Polish activists pull down priest’s statue in abuse protest

Published February 22, 2019
Gdansk (Poland): Activists pull down a statue of a prominent deceased priest, Father Henryk Jankowski, who faced charges of abusing minors.—AP
Gdansk (Poland): Activists pull down a statue of a prominent deceased priest, Father Henryk Jankowski, who faced charges of abusing minors.—AP

WARSAW: Activists in Poland toppled a statue of a prominent Solidarity-era priest early on Thursday amid allegations that he sexually abused minors, a protest against what they called a failure by the Catholic Church and society to resolve the problem of clergy sex abuse.

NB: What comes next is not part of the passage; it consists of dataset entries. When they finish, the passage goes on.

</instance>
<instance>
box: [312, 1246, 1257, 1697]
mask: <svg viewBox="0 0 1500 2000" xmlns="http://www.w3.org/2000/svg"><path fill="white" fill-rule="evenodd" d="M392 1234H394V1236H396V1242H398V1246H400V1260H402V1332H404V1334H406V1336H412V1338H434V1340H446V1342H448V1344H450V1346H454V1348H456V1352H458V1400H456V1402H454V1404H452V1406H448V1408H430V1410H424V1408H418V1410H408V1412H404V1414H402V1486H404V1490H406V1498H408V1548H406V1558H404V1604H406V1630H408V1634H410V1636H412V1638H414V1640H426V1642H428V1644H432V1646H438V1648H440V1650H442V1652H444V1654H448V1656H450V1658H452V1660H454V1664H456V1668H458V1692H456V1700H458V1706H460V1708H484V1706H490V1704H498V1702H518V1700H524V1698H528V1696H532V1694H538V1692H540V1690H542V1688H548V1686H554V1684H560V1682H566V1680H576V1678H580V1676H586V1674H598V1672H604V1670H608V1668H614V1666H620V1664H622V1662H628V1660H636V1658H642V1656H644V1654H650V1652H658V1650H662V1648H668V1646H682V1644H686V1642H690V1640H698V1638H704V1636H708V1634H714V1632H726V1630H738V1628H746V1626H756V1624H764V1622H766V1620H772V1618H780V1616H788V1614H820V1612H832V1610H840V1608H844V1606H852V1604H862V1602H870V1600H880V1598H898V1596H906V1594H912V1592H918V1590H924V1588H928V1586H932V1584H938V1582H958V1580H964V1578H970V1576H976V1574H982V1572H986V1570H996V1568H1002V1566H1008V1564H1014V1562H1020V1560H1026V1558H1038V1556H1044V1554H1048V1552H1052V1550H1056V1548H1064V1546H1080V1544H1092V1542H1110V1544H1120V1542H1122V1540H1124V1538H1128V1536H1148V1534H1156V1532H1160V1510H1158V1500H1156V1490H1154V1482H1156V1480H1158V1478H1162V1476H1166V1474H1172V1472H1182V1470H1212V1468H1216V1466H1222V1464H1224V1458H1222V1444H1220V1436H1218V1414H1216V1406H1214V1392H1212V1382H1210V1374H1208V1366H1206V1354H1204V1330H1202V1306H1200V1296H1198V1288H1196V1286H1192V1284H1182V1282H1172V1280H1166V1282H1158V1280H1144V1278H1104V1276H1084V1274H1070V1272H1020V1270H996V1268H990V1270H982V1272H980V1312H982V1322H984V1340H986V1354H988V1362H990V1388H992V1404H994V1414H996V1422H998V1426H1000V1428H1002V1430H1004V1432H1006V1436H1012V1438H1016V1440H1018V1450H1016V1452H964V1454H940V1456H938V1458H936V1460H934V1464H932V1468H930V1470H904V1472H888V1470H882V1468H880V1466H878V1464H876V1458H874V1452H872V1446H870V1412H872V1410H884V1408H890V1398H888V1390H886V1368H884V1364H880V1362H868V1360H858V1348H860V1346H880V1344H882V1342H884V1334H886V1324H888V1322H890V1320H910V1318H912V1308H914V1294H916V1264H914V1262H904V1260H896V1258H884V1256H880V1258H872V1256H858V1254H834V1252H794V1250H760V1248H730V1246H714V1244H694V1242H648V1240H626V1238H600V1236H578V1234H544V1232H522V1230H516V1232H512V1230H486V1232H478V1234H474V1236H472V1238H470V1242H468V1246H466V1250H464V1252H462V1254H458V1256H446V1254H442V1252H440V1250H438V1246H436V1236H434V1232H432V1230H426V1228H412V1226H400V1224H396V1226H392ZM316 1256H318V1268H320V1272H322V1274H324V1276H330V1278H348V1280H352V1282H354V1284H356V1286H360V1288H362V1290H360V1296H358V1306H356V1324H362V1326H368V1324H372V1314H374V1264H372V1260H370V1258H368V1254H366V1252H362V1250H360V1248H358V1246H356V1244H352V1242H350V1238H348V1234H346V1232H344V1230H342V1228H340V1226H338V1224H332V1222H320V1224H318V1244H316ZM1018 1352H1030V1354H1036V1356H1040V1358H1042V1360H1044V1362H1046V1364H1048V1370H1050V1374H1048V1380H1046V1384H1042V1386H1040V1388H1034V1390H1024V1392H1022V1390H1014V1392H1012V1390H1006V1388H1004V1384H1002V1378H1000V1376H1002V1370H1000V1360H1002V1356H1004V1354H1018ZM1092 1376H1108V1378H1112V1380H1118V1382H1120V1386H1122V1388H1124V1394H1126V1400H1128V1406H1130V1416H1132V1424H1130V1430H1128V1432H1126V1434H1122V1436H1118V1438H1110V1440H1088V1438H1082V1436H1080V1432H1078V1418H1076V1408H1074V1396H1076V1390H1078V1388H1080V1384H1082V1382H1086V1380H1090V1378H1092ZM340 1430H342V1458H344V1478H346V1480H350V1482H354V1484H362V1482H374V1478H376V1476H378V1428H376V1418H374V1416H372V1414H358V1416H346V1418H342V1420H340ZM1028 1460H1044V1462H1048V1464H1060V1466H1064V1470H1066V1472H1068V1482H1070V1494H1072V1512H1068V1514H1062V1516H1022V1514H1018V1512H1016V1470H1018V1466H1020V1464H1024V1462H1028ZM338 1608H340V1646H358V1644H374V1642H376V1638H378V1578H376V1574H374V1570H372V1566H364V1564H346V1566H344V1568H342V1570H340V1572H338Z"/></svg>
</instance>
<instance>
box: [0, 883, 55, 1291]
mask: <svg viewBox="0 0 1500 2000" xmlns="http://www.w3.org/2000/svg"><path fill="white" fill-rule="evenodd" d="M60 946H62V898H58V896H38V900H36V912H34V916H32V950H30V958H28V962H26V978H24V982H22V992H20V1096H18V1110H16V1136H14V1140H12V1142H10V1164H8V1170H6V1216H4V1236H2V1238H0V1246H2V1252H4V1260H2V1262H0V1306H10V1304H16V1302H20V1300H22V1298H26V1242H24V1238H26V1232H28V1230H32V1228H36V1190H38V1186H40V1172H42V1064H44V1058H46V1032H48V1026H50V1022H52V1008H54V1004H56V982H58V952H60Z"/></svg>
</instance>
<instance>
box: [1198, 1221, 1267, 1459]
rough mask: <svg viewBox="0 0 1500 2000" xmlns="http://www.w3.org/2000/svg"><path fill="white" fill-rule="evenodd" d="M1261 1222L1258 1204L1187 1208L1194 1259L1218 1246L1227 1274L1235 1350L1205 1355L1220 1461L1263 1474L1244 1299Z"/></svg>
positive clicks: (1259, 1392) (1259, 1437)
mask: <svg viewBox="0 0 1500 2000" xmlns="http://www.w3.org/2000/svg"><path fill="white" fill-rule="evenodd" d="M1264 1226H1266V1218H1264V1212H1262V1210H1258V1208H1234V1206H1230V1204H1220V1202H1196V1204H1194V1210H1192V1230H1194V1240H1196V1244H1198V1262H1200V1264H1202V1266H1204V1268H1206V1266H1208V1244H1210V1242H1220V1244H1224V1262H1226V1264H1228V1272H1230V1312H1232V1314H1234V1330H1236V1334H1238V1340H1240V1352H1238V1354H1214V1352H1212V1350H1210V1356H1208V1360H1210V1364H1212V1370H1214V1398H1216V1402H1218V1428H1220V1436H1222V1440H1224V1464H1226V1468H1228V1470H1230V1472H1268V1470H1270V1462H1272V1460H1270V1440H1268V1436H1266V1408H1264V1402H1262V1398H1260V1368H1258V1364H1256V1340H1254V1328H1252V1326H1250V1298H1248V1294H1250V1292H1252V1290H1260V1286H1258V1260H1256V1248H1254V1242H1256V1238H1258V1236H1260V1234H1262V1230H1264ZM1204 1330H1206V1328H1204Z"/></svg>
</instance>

The protest came only hours before Pope Francis gathered Catholic leaders from around the world for a landmark summit at the Vatican to address the church’s sex abuse crisis.

Video footage showed three men attaching a rope around the statue of the late Monsignor Henryk Jankowski in the northern city of Gdansk and then pulling it down to the ground in the dark. The activists then placed children’s underwear in one of the statue’s hands and a small white lace church vestment worn by altar boys on the statue’s body to symbolise the suffering of the young people he allegedly molested.

It was a striking act in a country where more than 90 per cent of the population identifies as Roman Catholic and where the church still enjoys significant authority in public life. That position appears to be changing, however, as secularisation grows along with a developing economy.

Church leaders have also alienated some Poles with their close ties to the conservative ruling party, which has been accused of eroding Poland’s democratic culture and institutions.

Police detained the three men and opened an investigation into whether they committed the crime of “insulting a monument.” Jankowski, who died in 2010, rose to prominence in the 1980s through his support for the pro-democracy Solidarity movement and its leader, Lech Walesa, in their struggle against Poland’s communist regime. World leaders including President George H.W. Bush and British Prime Minister Margaret Thatcher visited his St. Brygida church in recognition of his anti-communist activity.